File metadata and controls

32 lines (20 loc) · 2.22 KB

DugBot

DugBot is an advanced search assistant that helps you find and understand biomedical data by answering your questions in natural language. It uses a powerful technique called Retrieval Augmented Generation (RAG) to ensure the answers are not only conversational but also grounded in factual, verifiable information from reliable knowledge sources.

Data behind Dug-bot

DugBot is able to answer questions around BDC studies and variables used in those studies. Currently, there are 200+ studies in the databases that back DugBot.

How Dug-bot Works

DugBot uses two retrival mechanisms to find your answer.

  1. Vector-Based Retrieval: This method is best for general questions about studies and their findings. DugBot has processed abstracts of several biomedical studies and generated potential questions a researcher might ask. When you ask a question, it finds the most similar pre-generated questions and uses the linked studies to form a comprehensive answer.
  2. Knowledge Graph Retrieval: This approach is ideal when you want to understand the relationships between biomedical concepts, like diseases, genes, chemical substance , phenotypic features etc... to study variables. DugBot extracts the key concepts from your query (e.g., "Proliferation") and uses a vast knowledge graph to find connected variables and the studies they appear in. This provides a detailed, context-rich response.

Example Queries

  1. What studies are available for COPD?
  2. What are the main findings of SHARe study?
  3. Find variables related to heart and heart-attack?

A Reliable and Improving System

DugBot is designed for accuracy and is continuously improving.

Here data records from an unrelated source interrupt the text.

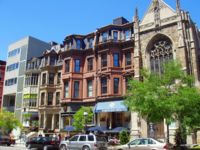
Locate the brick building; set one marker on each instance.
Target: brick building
(2, 74)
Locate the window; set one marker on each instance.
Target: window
(91, 43)
(59, 78)
(127, 35)
(116, 85)
(89, 88)
(74, 138)
(103, 60)
(160, 52)
(12, 67)
(44, 78)
(52, 61)
(90, 138)
(90, 64)
(78, 44)
(115, 35)
(57, 98)
(10, 82)
(104, 37)
(103, 85)
(66, 90)
(67, 65)
(51, 78)
(77, 65)
(116, 59)
(76, 89)
(82, 138)
(14, 52)
(128, 58)
(50, 98)
(42, 98)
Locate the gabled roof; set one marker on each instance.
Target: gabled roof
(165, 12)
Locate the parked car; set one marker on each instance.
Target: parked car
(5, 140)
(84, 142)
(142, 144)
(41, 143)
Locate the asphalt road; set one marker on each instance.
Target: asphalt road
(15, 147)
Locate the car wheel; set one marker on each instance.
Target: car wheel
(86, 148)
(63, 147)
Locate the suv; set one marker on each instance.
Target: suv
(84, 142)
(5, 140)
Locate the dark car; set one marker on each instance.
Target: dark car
(5, 140)
(41, 143)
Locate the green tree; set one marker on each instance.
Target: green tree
(80, 120)
(124, 137)
(170, 95)
(8, 121)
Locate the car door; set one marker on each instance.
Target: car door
(73, 143)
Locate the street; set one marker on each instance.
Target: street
(13, 147)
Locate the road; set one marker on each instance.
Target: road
(15, 147)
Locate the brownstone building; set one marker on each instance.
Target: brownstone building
(95, 72)
(96, 66)
(50, 89)
(2, 73)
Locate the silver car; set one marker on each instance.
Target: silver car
(142, 144)
(84, 142)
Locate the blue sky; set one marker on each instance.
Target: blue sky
(52, 20)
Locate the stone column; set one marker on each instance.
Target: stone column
(135, 129)
(53, 122)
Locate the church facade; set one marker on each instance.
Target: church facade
(163, 34)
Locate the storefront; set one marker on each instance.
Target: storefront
(112, 114)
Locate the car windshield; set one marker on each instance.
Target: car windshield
(100, 138)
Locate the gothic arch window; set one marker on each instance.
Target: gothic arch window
(160, 52)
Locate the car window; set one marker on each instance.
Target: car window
(90, 138)
(74, 138)
(100, 138)
(82, 138)
(150, 141)
(135, 142)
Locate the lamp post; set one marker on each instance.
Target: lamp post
(85, 114)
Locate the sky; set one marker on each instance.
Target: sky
(53, 20)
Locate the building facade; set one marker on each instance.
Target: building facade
(18, 54)
(95, 71)
(50, 90)
(2, 74)
(96, 66)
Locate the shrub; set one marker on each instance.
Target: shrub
(124, 137)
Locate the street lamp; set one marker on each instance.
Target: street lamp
(85, 114)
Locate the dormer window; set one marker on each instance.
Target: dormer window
(115, 36)
(91, 42)
(104, 37)
(78, 44)
(127, 35)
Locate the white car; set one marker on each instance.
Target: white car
(142, 144)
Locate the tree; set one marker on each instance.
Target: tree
(8, 121)
(169, 95)
(80, 121)
(124, 137)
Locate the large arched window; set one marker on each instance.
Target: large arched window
(160, 52)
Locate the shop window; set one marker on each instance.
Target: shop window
(116, 59)
(67, 65)
(90, 64)
(77, 65)
(76, 89)
(116, 85)
(103, 60)
(103, 85)
(128, 58)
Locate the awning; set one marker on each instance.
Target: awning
(114, 106)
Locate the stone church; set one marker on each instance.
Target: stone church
(162, 34)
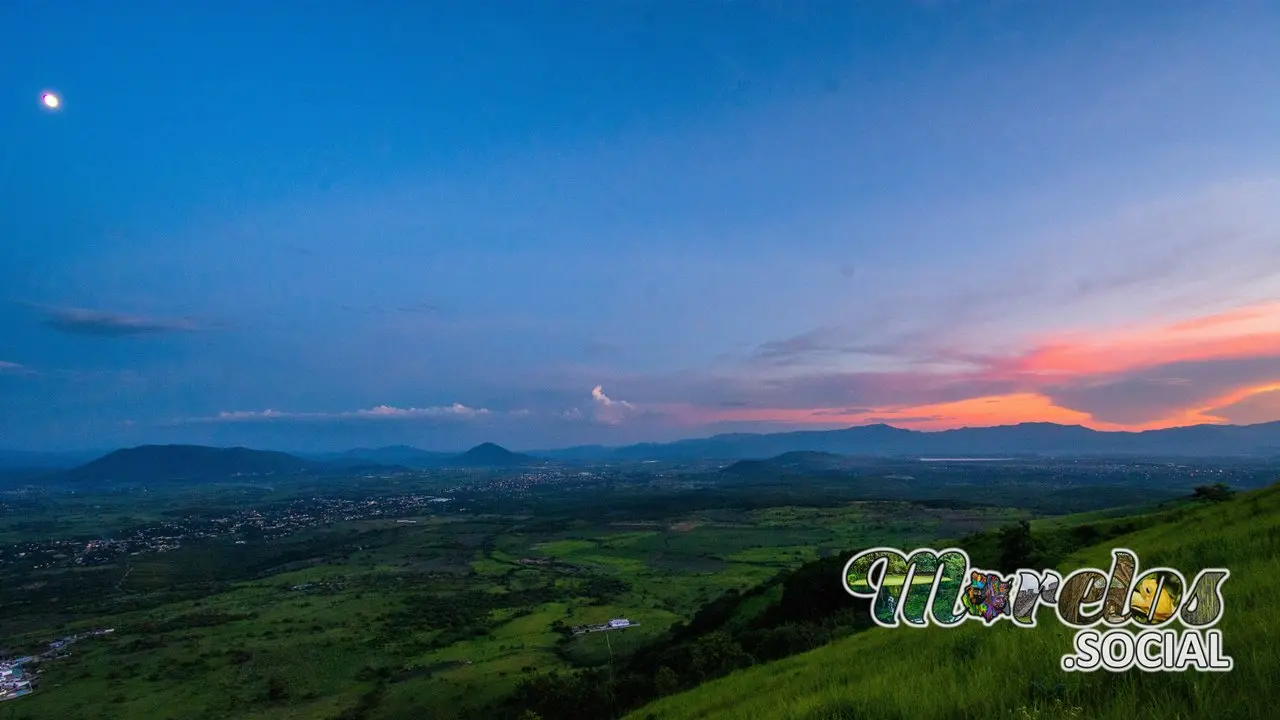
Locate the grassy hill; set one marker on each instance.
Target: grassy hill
(1006, 671)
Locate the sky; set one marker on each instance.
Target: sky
(323, 226)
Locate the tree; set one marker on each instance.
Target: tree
(666, 682)
(1016, 547)
(1216, 492)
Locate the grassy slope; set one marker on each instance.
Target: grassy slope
(976, 671)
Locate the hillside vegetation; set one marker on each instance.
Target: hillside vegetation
(1008, 671)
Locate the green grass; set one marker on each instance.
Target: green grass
(1000, 671)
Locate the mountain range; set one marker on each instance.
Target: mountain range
(192, 463)
(1025, 438)
(801, 449)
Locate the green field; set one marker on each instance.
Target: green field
(1005, 671)
(382, 624)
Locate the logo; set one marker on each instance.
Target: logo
(1123, 615)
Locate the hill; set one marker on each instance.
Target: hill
(1025, 438)
(17, 459)
(174, 463)
(402, 455)
(1001, 670)
(799, 461)
(489, 455)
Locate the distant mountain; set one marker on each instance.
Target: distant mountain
(1025, 438)
(17, 459)
(174, 463)
(489, 455)
(401, 455)
(799, 461)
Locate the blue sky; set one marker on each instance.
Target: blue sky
(360, 223)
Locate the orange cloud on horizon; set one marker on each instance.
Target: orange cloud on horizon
(1248, 332)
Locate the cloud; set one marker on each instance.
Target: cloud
(376, 413)
(77, 320)
(1257, 408)
(14, 369)
(608, 410)
(1174, 372)
(598, 395)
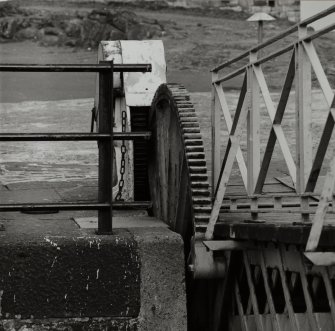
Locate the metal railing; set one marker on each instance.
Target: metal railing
(105, 138)
(303, 169)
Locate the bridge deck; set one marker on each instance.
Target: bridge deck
(285, 227)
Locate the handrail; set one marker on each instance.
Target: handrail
(100, 67)
(79, 136)
(276, 53)
(274, 39)
(304, 168)
(105, 136)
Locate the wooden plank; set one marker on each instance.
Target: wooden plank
(304, 142)
(253, 128)
(277, 118)
(229, 123)
(244, 323)
(216, 130)
(319, 72)
(226, 169)
(321, 150)
(313, 322)
(330, 293)
(274, 317)
(259, 321)
(319, 218)
(221, 292)
(288, 300)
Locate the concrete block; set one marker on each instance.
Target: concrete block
(131, 280)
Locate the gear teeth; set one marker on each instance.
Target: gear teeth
(193, 142)
(196, 192)
(197, 162)
(195, 156)
(199, 177)
(191, 130)
(194, 149)
(193, 136)
(202, 200)
(198, 170)
(203, 185)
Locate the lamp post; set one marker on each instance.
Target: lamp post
(260, 18)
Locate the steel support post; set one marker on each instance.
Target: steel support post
(106, 149)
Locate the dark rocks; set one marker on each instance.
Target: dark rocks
(78, 30)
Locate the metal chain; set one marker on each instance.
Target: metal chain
(118, 196)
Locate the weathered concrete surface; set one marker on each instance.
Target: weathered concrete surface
(163, 305)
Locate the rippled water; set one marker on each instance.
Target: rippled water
(47, 161)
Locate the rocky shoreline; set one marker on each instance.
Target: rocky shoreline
(75, 29)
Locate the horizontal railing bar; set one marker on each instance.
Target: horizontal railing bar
(274, 39)
(246, 206)
(73, 136)
(273, 195)
(317, 16)
(277, 53)
(231, 75)
(260, 61)
(74, 206)
(75, 67)
(319, 33)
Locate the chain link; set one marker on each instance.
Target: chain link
(118, 196)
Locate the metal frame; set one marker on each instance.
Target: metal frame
(303, 170)
(105, 138)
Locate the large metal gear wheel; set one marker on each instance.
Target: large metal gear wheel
(178, 181)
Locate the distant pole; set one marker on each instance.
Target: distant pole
(260, 18)
(260, 32)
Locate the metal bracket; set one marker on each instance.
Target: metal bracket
(203, 263)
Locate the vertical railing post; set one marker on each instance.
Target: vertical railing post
(253, 121)
(215, 123)
(106, 149)
(303, 113)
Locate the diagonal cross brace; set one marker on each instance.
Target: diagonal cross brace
(276, 116)
(231, 152)
(229, 124)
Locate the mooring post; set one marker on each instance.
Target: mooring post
(106, 149)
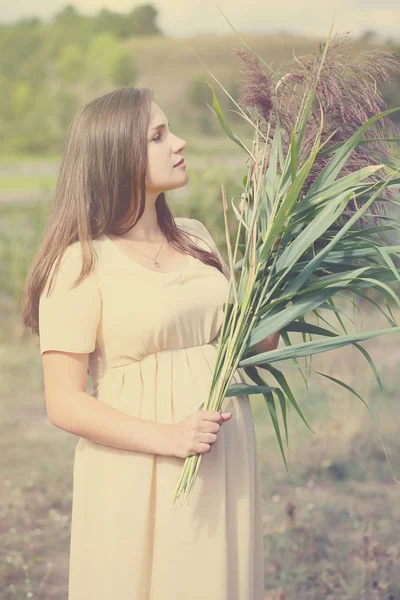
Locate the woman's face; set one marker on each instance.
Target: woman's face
(164, 150)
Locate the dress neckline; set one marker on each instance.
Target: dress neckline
(141, 267)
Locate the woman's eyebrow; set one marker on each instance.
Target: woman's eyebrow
(161, 126)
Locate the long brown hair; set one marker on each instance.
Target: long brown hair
(103, 165)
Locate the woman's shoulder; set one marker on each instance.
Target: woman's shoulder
(190, 223)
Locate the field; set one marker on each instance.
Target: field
(333, 532)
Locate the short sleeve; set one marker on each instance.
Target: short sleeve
(69, 317)
(202, 229)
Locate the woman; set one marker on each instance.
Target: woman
(136, 300)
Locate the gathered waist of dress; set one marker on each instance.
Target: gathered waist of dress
(123, 361)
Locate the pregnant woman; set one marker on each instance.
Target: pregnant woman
(122, 290)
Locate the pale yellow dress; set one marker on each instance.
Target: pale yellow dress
(152, 343)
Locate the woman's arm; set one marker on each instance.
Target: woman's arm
(70, 408)
(270, 343)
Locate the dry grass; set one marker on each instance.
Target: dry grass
(332, 534)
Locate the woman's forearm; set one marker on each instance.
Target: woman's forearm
(87, 417)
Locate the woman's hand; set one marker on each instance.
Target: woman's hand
(270, 343)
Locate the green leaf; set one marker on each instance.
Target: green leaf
(244, 389)
(314, 347)
(280, 378)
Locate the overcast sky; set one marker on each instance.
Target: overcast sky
(184, 18)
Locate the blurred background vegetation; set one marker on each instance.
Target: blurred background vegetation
(334, 533)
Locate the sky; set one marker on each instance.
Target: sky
(186, 18)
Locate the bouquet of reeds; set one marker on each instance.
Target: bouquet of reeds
(314, 214)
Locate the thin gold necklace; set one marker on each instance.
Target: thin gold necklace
(157, 264)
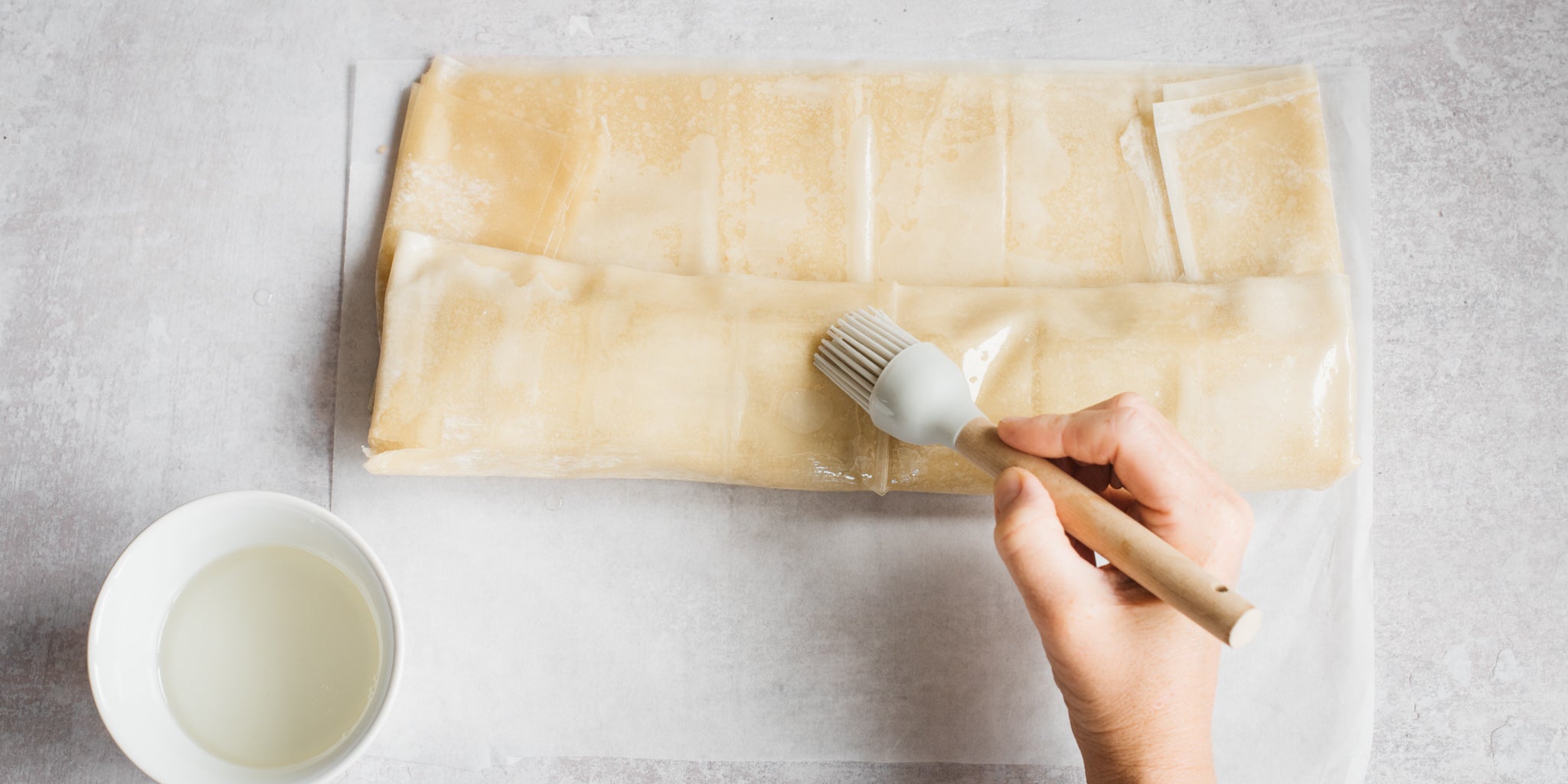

  • Accuracy: By grounding responses in a curated knowledge base, DugBot tries to avoid the "hallucinations" or factually incorrect statements sometimes generated by large language models.
  • Transparency and Evaluation: Every search process is traced, which helps developers quickly find and fix any issues. The system is also constantly evaluated using user feedback and automated assessment tools to ensure the quality of its responses.

Other information

For general information that is outside the scope of BDC studies and variable, including directions to access data please consult BDCBOT.